Department of Biology, San Diego State University Heart Institute, San Diego State University, San Diego, CA, USA.
Circ Res. 2013 Apr 26;112(9):1244-52. doi: 10.1161/CIRCRESAHA.113.301084. Epub 2013 Mar 13.
Cardiac hypertrophy results from the complex interplay of differentially regulated cascades based on the phosphorylation status of involved signaling molecules. Although numerous critical regulatory kinases and phosphatases have been identified in the myocardium, the intracellular mechanism for temporal regulation of signaling duration and intensity remains obscure. In the nonmyocyte context, control of folding, activity, and stability of proteins is mediated by the prolyl isomerase Pin1, but the role of Pin1 in the heart is unknown.

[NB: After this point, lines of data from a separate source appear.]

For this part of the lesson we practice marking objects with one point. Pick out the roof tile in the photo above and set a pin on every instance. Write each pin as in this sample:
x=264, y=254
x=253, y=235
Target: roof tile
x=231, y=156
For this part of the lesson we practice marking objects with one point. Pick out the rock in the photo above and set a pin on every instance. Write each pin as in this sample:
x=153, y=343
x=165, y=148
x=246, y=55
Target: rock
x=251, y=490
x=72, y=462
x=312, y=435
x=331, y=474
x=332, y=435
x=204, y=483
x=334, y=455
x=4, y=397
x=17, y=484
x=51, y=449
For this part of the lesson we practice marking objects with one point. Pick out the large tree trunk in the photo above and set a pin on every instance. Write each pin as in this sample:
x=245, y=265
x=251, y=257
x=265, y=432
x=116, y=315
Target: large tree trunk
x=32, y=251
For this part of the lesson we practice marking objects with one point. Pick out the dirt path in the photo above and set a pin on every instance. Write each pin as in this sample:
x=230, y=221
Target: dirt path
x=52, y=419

To establish the role of Pin1 in the heart.
Here, we show that either genetic deletion or cardiac overexpression of Pin1 blunts hypertrophic responses induced by transaortic constriction and consequent cardiac failure in vivo. Mechanistically, we find that Pin1 directly binds to Akt, mitogen activated protein kinase (MEK), and Raf-1 in cultured cardiomyocytes after hypertrophic stimulation. Furthermore, loss of Pin1 leads to diminished hypertrophic signaling of Akt and MEK, whereas overexpression of Pin1 increases Raf-1 phosphorylation on the autoinhibitory site Ser259, leading to reduced MEK activation.
Collectively, these data support a role for Pin1 as a central modulator of the intensity and duration of 2 major hypertrophic signaling pathways, thereby providing a novel target for regulation and control of cardiac hypertrophy.

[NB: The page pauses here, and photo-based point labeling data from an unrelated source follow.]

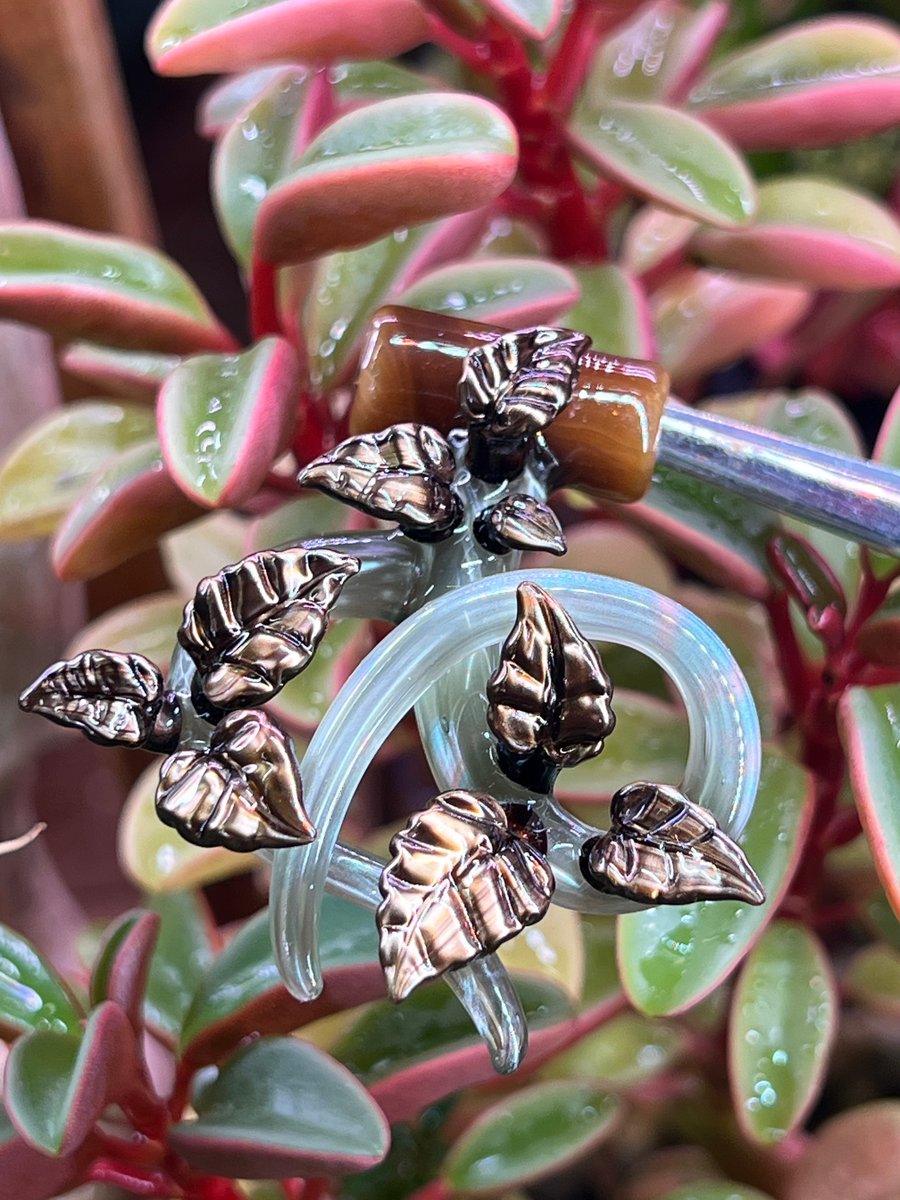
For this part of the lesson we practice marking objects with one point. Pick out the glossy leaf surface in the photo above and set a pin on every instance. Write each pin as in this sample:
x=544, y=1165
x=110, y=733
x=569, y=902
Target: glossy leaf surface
x=817, y=83
x=534, y=1132
x=105, y=289
x=814, y=232
x=670, y=958
x=509, y=292
x=780, y=1031
x=417, y=157
x=124, y=509
x=225, y=418
x=282, y=1108
x=670, y=157
x=45, y=472
x=209, y=36
x=33, y=996
x=870, y=727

心脏肥大是由涉及信号分子磷酸化状态的不同调节级联的复杂相互作用引起的。尽管已经在心肌中鉴定出许多关键的调节激酶和磷酸酶,但信号持续时间和强度的细胞内调节机制仍不清楚。在非心肌细胞中,蛋白质的折叠、活性和稳定性的控制是由脯氨酰异构酶 Pin1 介导的,但 Pin1 在心脏中的作用尚不清楚。
确定 Pin1 在心脏中的作用。
在这里,我们表明 Pin1 的基因缺失或心脏过表达均可减弱体内主动脉缩窄诱导的和随后的心力衰竭引起的心肌肥厚反应。在机制上,我们发现 Pin1 在培养的心肌细胞中,在受到肥厚刺激后,直接与 Akt、丝裂原激活蛋白激酶 (MEK) 和 Raf-1 结合。此外,Pin1 的缺失导致 Akt 和 MEK 的肥厚信号减弱,而过表达 Pin1 则增加 Raf-1 在自动抑制位点 Ser259 上的磷酸化,从而减少 MEK 的激活。
总之,这些数据支持 Pin1 作为 2 种主要肥厚信号通路的强度和持续时间的中心调节剂的作用,从而为心脏肥厚的调节和控制提供了一个新的靶点。